不幸的是,与主机中的相同计算相比,此过程没有给我正确的答案。即使我在每次 GPU_Mat2 调用后使用 cuda.syncthreads() ,答案仍然是错误的。我的问题是 "is it possible to use the output of a kernel call (here C) in another kernel as an input?"
def main():
N = 300
A = np.asfortranarray(np.random.random_sample((N,N)))
B = np.asfortranarray(np.random.random_sample((N,N)))
C_GPU = np.zeros((N,N), dtype = np.double, order = 'F')
D_GPU = np.zeros((N,N), dtype = np.double, order = 'F')
numThreads = [TPB, TPB]
numBlocks =[(A.shape[0]+TPB-1)//TPB, (B.shape[1]+TPB-1)//TPB]
d_A = cuda.to_device(A)
d_B = cuda.to_device(B)
d_C = cuda.to_device(C_GPU)
d_D = cuda.to_device(D_GPU)
call_Mat2[numBlocks, numThreads](d_A, d_B, d_C, d_D)
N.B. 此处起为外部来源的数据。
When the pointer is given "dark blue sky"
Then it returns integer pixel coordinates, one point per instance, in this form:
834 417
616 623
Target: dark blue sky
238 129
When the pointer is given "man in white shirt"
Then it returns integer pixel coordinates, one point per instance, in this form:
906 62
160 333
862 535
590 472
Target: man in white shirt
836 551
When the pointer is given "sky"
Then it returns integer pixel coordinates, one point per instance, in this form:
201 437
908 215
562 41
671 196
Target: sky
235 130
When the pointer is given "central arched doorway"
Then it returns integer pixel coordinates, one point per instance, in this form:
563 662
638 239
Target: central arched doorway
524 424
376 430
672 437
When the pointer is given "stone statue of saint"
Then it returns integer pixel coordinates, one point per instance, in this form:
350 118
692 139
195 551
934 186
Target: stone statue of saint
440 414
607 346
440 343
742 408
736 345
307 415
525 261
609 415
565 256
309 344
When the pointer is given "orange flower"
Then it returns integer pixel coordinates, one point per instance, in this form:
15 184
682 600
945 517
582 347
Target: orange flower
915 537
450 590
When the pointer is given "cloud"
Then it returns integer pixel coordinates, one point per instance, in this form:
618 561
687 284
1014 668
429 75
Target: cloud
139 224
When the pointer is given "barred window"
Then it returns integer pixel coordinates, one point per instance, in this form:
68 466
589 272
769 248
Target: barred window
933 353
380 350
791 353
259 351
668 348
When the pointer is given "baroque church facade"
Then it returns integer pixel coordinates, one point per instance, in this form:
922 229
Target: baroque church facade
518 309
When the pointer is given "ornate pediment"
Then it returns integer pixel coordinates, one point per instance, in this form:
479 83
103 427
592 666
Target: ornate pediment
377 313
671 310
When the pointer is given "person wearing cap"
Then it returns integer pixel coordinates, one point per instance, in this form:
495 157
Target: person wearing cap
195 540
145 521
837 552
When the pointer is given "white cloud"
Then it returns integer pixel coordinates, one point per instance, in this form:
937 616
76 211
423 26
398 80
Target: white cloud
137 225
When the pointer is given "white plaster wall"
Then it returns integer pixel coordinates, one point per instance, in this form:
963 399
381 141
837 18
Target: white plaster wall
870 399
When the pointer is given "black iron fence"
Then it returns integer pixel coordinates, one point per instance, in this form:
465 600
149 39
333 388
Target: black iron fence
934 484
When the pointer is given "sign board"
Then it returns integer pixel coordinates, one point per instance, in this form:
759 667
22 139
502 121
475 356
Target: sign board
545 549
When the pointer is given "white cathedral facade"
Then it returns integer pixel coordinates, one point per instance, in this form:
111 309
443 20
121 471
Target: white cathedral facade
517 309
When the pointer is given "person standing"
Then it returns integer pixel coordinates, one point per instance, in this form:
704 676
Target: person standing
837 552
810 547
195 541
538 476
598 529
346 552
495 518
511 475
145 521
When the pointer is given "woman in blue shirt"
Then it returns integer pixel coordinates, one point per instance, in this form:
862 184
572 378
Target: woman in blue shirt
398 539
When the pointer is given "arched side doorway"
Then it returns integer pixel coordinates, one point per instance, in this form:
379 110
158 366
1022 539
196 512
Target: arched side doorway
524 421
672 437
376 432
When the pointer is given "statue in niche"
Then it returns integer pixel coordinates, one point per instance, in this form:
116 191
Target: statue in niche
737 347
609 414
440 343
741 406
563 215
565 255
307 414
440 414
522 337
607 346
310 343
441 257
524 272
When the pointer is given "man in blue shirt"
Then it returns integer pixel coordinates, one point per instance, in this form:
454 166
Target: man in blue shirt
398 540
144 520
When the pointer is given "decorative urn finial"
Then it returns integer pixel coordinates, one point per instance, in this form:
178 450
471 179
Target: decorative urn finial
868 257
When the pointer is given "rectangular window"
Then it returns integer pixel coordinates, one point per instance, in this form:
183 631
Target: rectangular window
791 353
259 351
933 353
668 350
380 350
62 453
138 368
其次,基于this,可以在内核中调用"blas GEMM",但我在python脚本中找不到类似的例子。 python 是否支持这种类型的呼叫?
感谢您的帮助。
根据 documentation:
Note: newer CUDA devices support device-side kernel launching; this feature is called dynamic parallelism but Numba does not support it currently)
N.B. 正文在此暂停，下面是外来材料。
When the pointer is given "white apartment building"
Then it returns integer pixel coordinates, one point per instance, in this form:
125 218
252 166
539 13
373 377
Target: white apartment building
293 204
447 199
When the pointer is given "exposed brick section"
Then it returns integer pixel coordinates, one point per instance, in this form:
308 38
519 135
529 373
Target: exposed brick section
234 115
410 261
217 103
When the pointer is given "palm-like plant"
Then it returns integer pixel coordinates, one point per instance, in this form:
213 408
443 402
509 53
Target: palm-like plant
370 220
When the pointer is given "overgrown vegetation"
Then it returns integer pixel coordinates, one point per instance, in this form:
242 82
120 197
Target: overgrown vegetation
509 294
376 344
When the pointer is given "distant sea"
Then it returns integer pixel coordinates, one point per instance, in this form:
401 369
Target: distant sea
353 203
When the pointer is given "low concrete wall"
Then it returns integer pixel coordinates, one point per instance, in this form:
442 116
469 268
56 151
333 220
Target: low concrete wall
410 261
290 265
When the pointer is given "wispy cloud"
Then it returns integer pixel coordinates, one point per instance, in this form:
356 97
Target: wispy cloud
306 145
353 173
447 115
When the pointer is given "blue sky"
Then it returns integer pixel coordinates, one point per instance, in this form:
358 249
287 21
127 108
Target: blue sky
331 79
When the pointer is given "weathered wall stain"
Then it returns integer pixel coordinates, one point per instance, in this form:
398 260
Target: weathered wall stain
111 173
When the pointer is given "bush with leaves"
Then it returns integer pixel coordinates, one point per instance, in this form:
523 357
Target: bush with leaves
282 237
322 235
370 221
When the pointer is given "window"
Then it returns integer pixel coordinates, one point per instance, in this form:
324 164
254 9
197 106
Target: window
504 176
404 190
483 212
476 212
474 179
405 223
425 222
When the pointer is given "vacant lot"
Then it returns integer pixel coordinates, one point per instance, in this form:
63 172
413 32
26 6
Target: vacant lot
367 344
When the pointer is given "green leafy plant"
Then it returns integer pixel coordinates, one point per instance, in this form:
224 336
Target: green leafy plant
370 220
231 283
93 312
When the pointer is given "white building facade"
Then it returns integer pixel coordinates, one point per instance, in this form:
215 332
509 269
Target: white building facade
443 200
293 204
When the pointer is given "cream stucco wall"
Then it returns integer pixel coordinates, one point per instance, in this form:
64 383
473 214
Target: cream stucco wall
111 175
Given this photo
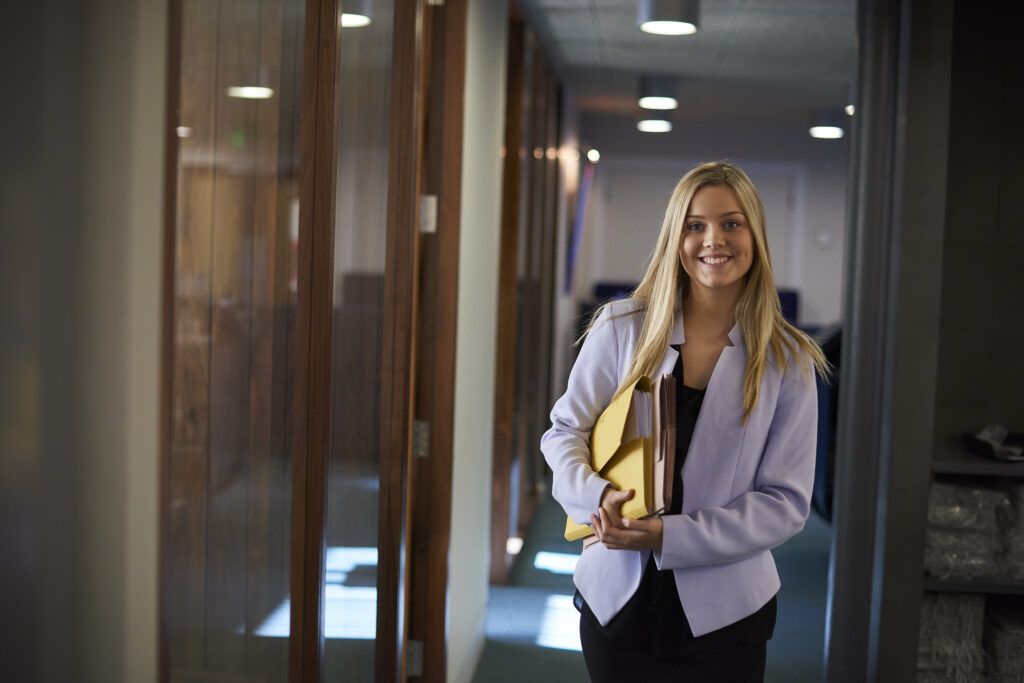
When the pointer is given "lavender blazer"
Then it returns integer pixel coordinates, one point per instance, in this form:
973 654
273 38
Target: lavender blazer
747 487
所以不,您目前无法在 numba 编译的 CUDA Python 中调用其他设备库或 @cuda.jit
函数。
我有一个简单的矩阵乘法代码如下:
TPB = 32
@cuda.jit('void(double[:, :], double[:,:], double[:, :])', device = True)
def GPU_Mat2(A, B, C):
bx = cuda.blockIdx.x
by = cuda.blockIdx.y
tx = cuda.threadIdx.x
ty = cuda.threadIdx.y
ROW = bx * TPB + tx
COL = by * TPB + ty
res = 0
for k in range(A.shape[1]):
if ROW < A.shape[0] and COL < B.shape[1]:
res += A[ROW, k] * B[k, COL]
cuda.syncthreads()
if ROW < A.shape[0] and COL < B.shape[1]:
C[ROW, COL] = res
cuda.syncthreads()
然后我在另一个内核中调用了这个函数两次。
@cuda.jit('void(double[:, :], double[:,:], double[:, :], double[:, :])')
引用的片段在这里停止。